RAID10 however is even faster, since rebuilding means mirroring and not really rebuilding the data from XOR's. And in RAID10 (6+6) you can suffer from 6 disk failures, as long as they're not in the same RAID1 (RAID10 is a striped set of multiple RAID1's).
dynamox
11 Legend
•
20.4K Posts
•
87.4K Points
0
July 15th, 2008 04:00
RRR
6 Operator
•
5.7K Posts
0
July 15th, 2008 04:00
RAID5 LUN's, half the size of what's needed per LUN per RG; stripe each volume over 2 LUN's on the host
If however the RAID10 (6+6) can do the job, I'd prefer that one !
brad12341
207 Posts
0
July 15th, 2008 10:00
The RAID 5 must be encountering a significant penalty. Maybe I'm better off with the RAID 10 6+6. I just seems like it will only use the power of 6 spindles and then mirror that to another six. Am I really getting the performance of 12 spindles or just 6?
I may be able to get 4 more drives later. Can I simply add/expand the 4 drives to my 6+6 without any problems? This would give me an 8+8.
Thanks - Brad
brad12341
207 Posts
0
July 15th, 2008 10:00
It seems like I may need all these drives because of the amount of writes.
RRR
6 Operator
•
5.7K Posts
0
July 16th, 2008 00:00
RAID5: (1200 x 45%) + 4 x (1200 x 55%) = 540 + (4 x 660) = 540 + 2640 = 3180 IOps
RAID10: (1200 x 45%) + 2 x (1200 x 55%) = 540 + (2 x 660) = 540 + 1320 = 1860 IOps
Calculating with 120 IOps per 10k drive (130 or 140 are also mentioned, but let's keep on the safe side with the 120) that would mean you need:
RAID5: 3180 / 120 = 26.5 drives --> round this up to the next integer wich matches your RAID5 layout (4+1, 8+1, whatever)
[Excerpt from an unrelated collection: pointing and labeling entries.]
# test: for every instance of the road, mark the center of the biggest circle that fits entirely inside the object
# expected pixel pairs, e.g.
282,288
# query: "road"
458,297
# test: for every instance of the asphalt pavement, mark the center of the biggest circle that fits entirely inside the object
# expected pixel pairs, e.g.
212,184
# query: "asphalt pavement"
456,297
RAID10: 1860 / 120 = 15.5 = 16 (8+8)
If you had 15k driives at 170 IOps:
RAID5: 3180 / 170 = 18.7 drives --> round this up to the next integer wich matches your RAID5 layout, for example 4 x (4+1) = 20 spindels
RAID10: 1860 / 170 = 10.9 = 12 (6+6)
If you start with a 6+6 now and want to expand the RG with extra drives, that's possible. The existing LUN's will be "spread" out over all drives and you'll benefit from the extra performance as soon as the RG expansion is done.
But please don't think you can use the extra space and keep the performance, since you then need to expand a LUN (create a meta) and where do you want to get the extra space from ? The same RG ? Best practice for a meta is to get the components from different RG's.
RRR
6 Operator
•
5.7K Posts
0
July 16th, 2008 05:00
There was a similar thread a few months ago as well.
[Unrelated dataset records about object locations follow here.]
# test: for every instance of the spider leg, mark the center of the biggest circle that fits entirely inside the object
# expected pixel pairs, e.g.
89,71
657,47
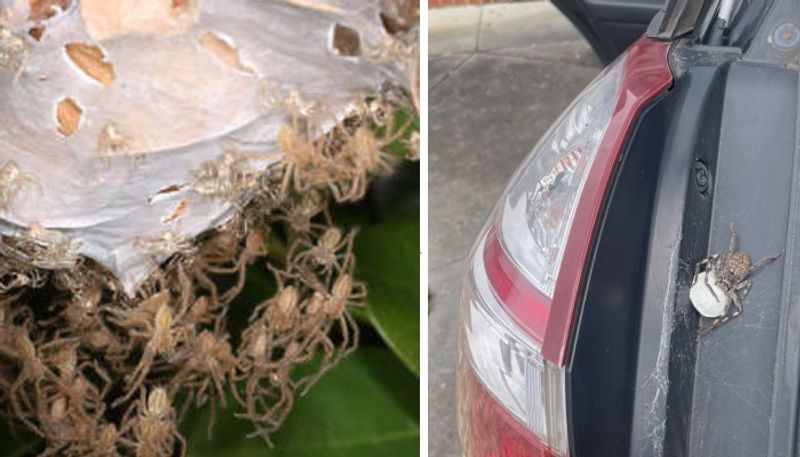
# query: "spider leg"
710,289
744,286
765,261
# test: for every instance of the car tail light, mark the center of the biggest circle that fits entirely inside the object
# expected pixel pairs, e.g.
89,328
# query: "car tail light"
526,269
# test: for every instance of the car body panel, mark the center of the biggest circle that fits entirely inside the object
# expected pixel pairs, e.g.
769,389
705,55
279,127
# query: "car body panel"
639,383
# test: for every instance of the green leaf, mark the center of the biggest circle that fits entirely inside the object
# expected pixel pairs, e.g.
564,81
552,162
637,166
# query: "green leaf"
367,406
388,261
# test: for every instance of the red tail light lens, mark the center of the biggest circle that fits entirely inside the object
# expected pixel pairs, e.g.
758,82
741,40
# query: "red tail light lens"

The difficult part is to measure the number of IOps the host is generating over a certain amount of time. The outcome of that is your starting point. If the measurement is wrong, you'll end up buying too many or too few disks.... which in a way is good for EMC and Stefano's new car...
dynamox
11 Legend
•
20.4K Posts
•
87.4K Points
0
July 16th, 2008 05:00
brad12341
207 Posts
0
July 16th, 2008 08:00
One thing that I have learned with this issue is that it is better to do the striped meta LUNs to a different RAID group. I didn't really know that before and I'm not sure why a second RG is better. That said I will likely create smaller LUNs on my new RAID 1/0.
If I need more spindles or space later I will create similar smaller LUNs in a new RAID 1/0. I will then do a striped meta expasion of the origional smaller LUNs with the new RG LUNs. Each individual LUN would then have the origional component on the first RG and the expanded component on the second RG. It sounds like this would bring more spindles into play for each LUN.
Sound good?
brad12341
207 Posts
0
July 16th, 2008 08:00
One thing that I have learned with this issue is that it is better to do the striped meta LUNs to a different RAID group. I didn't really know that before and I'm not sure why a second RG is better. That said I will likely create smaller LUNs on my new RAID 1/0.
If I need more spindles or space later I will create similar smaller LUNs in a new RAID 1/0. I will then do a striped meta expasion of the origional smaller LUNs with the new RG LUNs. Each individual LUN would then have the origional component on the first RG and the expanded component on the second RG. It sounds like this would bring more spindles into play for each LUN.
Sound good?
RRR
6 Operator
•
5.7K Posts
0
July 18th, 2008 02:00
If you measured at the array, you will se the actuall IOps to disk, so that's the value to calculate with. Each host I/O is translated into Clariion I/O's and the IOps per disk is a known value, so gentlepeople start your math !
kelleg
6 Operator
•
4.5K Posts
0
July 18th, 2008 08:00
The reason has to do with stripping the metaLUN in the same Raid Group - you get vertically stripped patterns on the physical disk - when you write to the meta, it must access the sames disks over and over to write the data. If you use different Raid Groups, you get the benefit of over-lapped seeks and writing to more physical disks.
glen
brad12341
207 Posts
0
July 18th, 2008 14:00
Hmmm, I'd rather not use those drives for this busy RG. I do have 30 300GB drives available. Earlier I had prefered the 146GB drives as I did not need all the space on the 300GB drives. If I use 12 300GB drives I will be burning over 3TB of disk to get my 400GB file system. Now becuase of the vault drives issue I may need to use the 300GB.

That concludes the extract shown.